M. dio un respingo: se trataba de su casa, en esa misma calle. “Sí, ¡ejem!, es aquí casi al final de la calle, entre dos bares”.

“¡Ah!, ¿vive usted aquí? -dijo el tipo gordito con un acento que a M. se le antojó sudamericano o canario-; ¡sí!, ¿no conocerá usted por casualidad al señor Labasú, es amigo mío”.

“Esto…, sí” -titubeó, M. que se sentía crecientemente aprensivo ante las amistades de su nuevo vecino.

-“¡Oh, tanto gusto, señor! Permitame que me presente. Me llamo Cobolí, Ariel Cobolí -dijo el amigo del del ático, tendiéndole una mano regordeta y caliente-. ¿Seremos vecinos entonces?, ¡qué lindo!, ¿puedo ayudarle con lo que lleva?, ¡qué simpático!”

M. había comenzado ya a andar escoltado de aquel individuo imponente, vestido con un sweater, y unas calzonas y tenis, que dejaban ver unas piernas gordas como jamones y sin un pelo. El tal Ariel -insistió en que M. lo tuteara- empezó a hablarle sobre lo bonita y agradable que le resultaba la ciudad, de lo bien que se comía a buen precio, etc. etc. M., por su parte, iba a preguntarle de dónde venía cuando algo llamó su atención al unísono: no lejos de ellos vieron a un señor mayor con cara de susto tambalearse al pasarle por ambos flancos y a escasos centímetros dos chicas jóvenes, de no más de 18 años, montadas en patines eléctricos, a gran velocidad.

Dos señoras mayores que empujaban sendos carritos las increparon: “¡niñas!, ¡dónde vais tan rápido!; por poco tirais al suelo a ese señor...”
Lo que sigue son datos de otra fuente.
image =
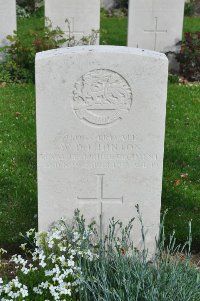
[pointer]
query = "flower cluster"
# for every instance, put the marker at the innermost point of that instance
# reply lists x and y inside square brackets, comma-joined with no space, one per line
[52,269]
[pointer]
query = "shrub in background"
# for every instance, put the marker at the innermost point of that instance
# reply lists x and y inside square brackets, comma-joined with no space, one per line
[189,57]
[30,5]
[19,66]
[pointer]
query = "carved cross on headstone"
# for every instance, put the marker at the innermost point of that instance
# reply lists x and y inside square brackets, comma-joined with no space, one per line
[70,22]
[99,200]
[156,31]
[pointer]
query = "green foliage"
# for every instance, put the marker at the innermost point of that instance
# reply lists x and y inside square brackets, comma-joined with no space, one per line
[173,79]
[122,3]
[189,8]
[19,64]
[74,263]
[189,57]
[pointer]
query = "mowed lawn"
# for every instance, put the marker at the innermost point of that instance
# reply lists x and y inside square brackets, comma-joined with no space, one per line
[18,188]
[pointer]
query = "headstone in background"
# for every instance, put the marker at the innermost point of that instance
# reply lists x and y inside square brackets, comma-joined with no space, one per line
[100,134]
[82,15]
[156,24]
[8,21]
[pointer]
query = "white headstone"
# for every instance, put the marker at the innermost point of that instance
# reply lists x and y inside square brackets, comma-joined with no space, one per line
[8,22]
[100,134]
[155,24]
[83,16]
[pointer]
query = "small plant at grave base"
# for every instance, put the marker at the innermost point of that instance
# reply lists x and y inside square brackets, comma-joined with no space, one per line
[189,57]
[51,269]
[74,263]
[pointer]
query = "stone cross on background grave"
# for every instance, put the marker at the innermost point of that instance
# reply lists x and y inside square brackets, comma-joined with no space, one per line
[155,24]
[156,31]
[8,21]
[83,16]
[101,123]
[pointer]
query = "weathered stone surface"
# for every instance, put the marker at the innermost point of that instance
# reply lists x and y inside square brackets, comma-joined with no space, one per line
[100,134]
[83,16]
[155,24]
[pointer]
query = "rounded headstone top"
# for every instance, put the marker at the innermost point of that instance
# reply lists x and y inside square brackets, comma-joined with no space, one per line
[100,49]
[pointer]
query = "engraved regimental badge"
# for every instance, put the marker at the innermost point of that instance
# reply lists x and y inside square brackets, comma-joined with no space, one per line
[101,97]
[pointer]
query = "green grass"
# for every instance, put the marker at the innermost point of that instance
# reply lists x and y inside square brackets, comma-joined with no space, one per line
[18,193]
[18,206]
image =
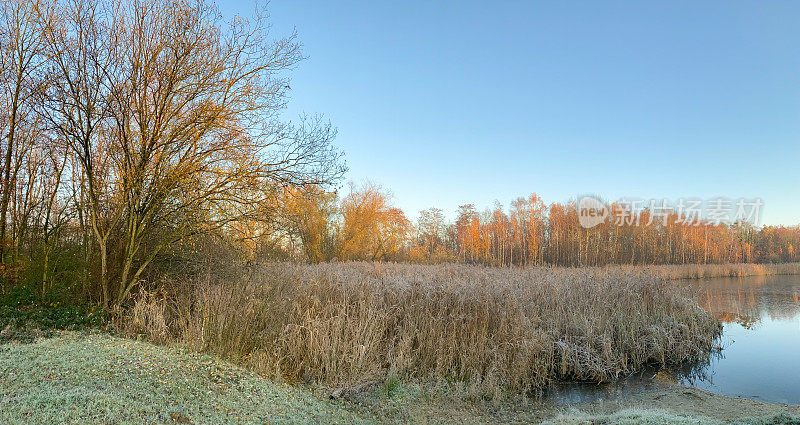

-“¡Poneos a correr viejas, que es lo que tenéis que hacer!, ¡ja, ja, ja,ja!” -respondió una de las chicas mientras la otra la coreaba, haciendo zigzags con su patinete.

-“¡Ah, mi niño! -dijo Ariel Cobolí entornado los ojos-, lo de estas chicas no está nada bien. Hay que respetar a los mayores. Esos cacharros los carga el diablo...”. M. masculló algún improperio y lugar común sobre la juventud, y llegaron así al portal de la casa.

-“Bueno, amigo M., muchas gracias por llevarme hasta aquí; voy a dejarle, no obstante, para dar una vuelta por estas calles tan lindas; y a pie, que es como se disfruta de las cosas” -dijo despidiéndose con un fofo apretón de manos de M., quien no veía el momento de subir a su casa para apurarse en paz su cerveza.